I have never read anywhere else the things Łobaczewski speaks about. No other book has treated the subject in this way. It was immediately useful for me in my work. The things he affirms about perverse/pathological behaviour - in conflicts in business as well as in the political sphere where we see more and more conflicts and more and more people of this type - immediately helped me to better understand, for example, the functioning of these individuals who create conflicts in their work and who, wherever they go, pollute the atmosphere.

Why did he choose a title that is so hermetic, Political Ponerology, for a book that should interest not only psychologists and psychiatrists but everyone?
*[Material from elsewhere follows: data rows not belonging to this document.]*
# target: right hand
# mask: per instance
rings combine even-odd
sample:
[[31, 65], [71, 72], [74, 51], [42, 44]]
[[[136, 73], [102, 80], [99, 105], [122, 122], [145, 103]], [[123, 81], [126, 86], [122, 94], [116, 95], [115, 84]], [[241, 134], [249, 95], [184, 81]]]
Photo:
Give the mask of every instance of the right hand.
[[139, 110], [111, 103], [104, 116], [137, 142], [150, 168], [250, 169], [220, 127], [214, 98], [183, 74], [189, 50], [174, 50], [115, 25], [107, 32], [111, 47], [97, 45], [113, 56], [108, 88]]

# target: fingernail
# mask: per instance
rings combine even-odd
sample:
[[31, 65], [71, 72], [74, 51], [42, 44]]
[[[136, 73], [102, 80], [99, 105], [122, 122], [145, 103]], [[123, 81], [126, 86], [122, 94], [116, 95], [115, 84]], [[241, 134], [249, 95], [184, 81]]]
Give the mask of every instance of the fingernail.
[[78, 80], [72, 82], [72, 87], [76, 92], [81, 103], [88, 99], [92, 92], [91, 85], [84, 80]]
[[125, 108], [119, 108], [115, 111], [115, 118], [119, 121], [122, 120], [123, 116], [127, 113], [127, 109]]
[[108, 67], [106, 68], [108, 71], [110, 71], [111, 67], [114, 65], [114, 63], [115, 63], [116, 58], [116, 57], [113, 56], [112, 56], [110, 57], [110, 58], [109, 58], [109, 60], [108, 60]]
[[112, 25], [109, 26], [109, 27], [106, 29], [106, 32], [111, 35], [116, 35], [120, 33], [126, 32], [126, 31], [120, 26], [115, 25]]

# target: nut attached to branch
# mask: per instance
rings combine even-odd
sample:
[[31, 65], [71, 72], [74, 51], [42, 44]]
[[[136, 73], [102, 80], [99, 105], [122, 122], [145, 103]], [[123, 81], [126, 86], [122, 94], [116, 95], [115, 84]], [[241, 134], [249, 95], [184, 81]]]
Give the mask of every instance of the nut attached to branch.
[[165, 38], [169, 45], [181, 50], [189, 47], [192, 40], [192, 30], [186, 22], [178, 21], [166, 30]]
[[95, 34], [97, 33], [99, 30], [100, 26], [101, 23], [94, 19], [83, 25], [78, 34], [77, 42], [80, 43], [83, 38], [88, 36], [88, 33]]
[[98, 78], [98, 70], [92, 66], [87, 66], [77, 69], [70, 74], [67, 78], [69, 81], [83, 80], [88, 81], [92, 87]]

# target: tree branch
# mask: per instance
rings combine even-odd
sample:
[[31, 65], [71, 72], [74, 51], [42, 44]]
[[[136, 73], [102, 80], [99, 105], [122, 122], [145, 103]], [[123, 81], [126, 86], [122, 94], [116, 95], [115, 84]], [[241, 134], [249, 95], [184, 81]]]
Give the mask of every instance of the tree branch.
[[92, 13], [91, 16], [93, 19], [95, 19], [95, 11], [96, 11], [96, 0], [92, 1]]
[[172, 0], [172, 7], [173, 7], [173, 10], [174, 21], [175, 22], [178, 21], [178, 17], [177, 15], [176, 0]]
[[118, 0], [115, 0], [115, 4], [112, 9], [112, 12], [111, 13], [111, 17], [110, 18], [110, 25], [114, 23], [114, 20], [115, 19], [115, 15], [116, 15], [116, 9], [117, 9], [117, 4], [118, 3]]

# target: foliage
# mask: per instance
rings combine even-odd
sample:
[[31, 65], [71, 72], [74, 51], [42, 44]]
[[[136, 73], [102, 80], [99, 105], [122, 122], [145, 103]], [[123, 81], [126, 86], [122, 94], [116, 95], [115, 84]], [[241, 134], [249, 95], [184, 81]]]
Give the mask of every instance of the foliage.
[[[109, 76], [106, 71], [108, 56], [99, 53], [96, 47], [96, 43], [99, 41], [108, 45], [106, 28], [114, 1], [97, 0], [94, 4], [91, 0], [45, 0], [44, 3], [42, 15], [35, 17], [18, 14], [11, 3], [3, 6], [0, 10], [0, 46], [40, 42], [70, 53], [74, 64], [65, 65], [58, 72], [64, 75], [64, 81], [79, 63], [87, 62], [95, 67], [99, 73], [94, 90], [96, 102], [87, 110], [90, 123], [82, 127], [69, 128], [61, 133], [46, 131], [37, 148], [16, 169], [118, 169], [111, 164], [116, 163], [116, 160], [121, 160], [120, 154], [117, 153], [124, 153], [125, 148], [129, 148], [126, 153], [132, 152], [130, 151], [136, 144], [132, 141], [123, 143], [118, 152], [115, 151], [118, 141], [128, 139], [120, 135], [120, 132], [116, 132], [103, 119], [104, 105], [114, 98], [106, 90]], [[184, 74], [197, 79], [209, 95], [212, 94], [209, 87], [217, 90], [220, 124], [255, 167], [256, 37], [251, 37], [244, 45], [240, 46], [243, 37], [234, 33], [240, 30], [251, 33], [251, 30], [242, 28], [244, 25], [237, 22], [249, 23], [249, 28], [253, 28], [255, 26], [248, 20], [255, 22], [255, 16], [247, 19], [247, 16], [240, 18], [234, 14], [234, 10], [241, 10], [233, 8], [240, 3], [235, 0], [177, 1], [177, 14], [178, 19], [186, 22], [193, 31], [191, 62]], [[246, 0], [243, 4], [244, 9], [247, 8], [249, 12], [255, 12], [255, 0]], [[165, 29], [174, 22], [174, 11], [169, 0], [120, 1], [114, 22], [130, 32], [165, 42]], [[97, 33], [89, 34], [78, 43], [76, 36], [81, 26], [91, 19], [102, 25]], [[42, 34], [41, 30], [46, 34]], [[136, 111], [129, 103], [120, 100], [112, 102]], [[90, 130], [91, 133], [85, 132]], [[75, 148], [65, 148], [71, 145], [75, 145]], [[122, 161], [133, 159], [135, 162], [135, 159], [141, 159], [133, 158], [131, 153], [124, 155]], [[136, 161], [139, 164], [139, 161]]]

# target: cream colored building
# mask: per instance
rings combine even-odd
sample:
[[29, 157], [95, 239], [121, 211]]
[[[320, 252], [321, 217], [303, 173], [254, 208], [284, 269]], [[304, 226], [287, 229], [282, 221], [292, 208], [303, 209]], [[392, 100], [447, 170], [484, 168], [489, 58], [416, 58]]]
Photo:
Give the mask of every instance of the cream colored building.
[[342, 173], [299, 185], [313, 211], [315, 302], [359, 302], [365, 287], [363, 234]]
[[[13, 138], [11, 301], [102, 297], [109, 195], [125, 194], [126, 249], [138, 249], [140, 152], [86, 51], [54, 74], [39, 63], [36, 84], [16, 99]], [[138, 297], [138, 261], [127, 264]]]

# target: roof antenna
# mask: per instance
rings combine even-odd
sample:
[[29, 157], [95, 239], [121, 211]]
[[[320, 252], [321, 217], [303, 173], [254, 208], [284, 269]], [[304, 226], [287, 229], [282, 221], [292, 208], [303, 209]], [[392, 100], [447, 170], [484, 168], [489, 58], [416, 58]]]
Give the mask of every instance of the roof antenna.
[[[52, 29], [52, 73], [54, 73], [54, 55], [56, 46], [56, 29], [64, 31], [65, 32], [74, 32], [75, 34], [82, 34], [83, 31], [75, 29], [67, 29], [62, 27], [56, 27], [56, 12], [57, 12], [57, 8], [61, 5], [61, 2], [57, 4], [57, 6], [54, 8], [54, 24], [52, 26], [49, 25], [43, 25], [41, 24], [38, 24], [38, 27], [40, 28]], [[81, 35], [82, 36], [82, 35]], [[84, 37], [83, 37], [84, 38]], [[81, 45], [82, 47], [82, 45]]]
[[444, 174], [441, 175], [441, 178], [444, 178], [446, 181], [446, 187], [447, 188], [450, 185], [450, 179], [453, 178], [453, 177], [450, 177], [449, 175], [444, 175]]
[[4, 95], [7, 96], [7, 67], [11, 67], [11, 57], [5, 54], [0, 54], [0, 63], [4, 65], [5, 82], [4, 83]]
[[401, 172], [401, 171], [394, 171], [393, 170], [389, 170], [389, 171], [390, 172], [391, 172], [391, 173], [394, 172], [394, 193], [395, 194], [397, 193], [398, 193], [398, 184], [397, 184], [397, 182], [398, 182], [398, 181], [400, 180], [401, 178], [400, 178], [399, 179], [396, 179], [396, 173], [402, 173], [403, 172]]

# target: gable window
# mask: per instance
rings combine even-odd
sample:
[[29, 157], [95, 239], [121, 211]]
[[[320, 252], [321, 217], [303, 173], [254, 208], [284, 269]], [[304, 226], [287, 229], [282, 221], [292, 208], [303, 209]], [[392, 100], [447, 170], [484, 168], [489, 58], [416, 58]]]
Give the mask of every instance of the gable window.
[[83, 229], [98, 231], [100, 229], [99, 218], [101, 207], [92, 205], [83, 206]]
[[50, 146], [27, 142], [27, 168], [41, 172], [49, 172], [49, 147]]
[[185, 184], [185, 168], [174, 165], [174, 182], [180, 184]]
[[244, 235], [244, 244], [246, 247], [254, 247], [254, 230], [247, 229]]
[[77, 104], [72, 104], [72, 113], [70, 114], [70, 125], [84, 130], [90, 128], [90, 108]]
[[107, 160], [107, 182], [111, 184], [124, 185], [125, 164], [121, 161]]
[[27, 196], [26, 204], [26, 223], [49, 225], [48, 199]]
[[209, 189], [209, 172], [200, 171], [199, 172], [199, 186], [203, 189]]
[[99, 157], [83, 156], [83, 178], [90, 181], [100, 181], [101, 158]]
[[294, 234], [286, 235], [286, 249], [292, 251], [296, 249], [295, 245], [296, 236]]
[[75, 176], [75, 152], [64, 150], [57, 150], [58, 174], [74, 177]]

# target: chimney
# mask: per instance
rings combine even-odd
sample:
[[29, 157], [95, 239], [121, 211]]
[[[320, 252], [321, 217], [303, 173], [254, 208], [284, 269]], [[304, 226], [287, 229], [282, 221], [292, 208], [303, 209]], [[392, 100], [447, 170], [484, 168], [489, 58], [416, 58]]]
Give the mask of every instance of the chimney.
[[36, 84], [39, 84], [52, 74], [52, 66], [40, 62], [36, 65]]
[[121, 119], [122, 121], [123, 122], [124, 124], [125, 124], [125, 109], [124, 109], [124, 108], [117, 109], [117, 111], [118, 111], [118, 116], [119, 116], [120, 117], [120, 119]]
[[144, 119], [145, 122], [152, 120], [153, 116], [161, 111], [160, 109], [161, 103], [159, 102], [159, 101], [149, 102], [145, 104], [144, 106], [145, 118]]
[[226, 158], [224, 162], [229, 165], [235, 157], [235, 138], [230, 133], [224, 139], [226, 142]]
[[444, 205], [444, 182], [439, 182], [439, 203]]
Laura: First of all, let me say that a very strong emotional bond exists between us and Dr. Łobaczewski and we have communicated with him regarding this interview. He is very elderly and his health has been very poor for the past year or so and he regrets that he is not able to respond personally; he made an attempt, but he is presently not even strong enough to write more than the briefest answers to written questions. Even then, after a few minutes of concentration, he is exhausted and his focus wanders. We very much want to protect his health and well-being, but we also wanted to satisfy the request for responses to important issues. Andrzej pointed out to me on the phone that he has full confidence in our understanding of the subject. He repeated that, as he said when he wrote to us, he was looking for someone who was going in the same direction, thinking the same way, that he could hand his work on to - more or less pass the torch, and of all the work had been passed to him by others. He spent years looking for someone and it was our work that met the criteria.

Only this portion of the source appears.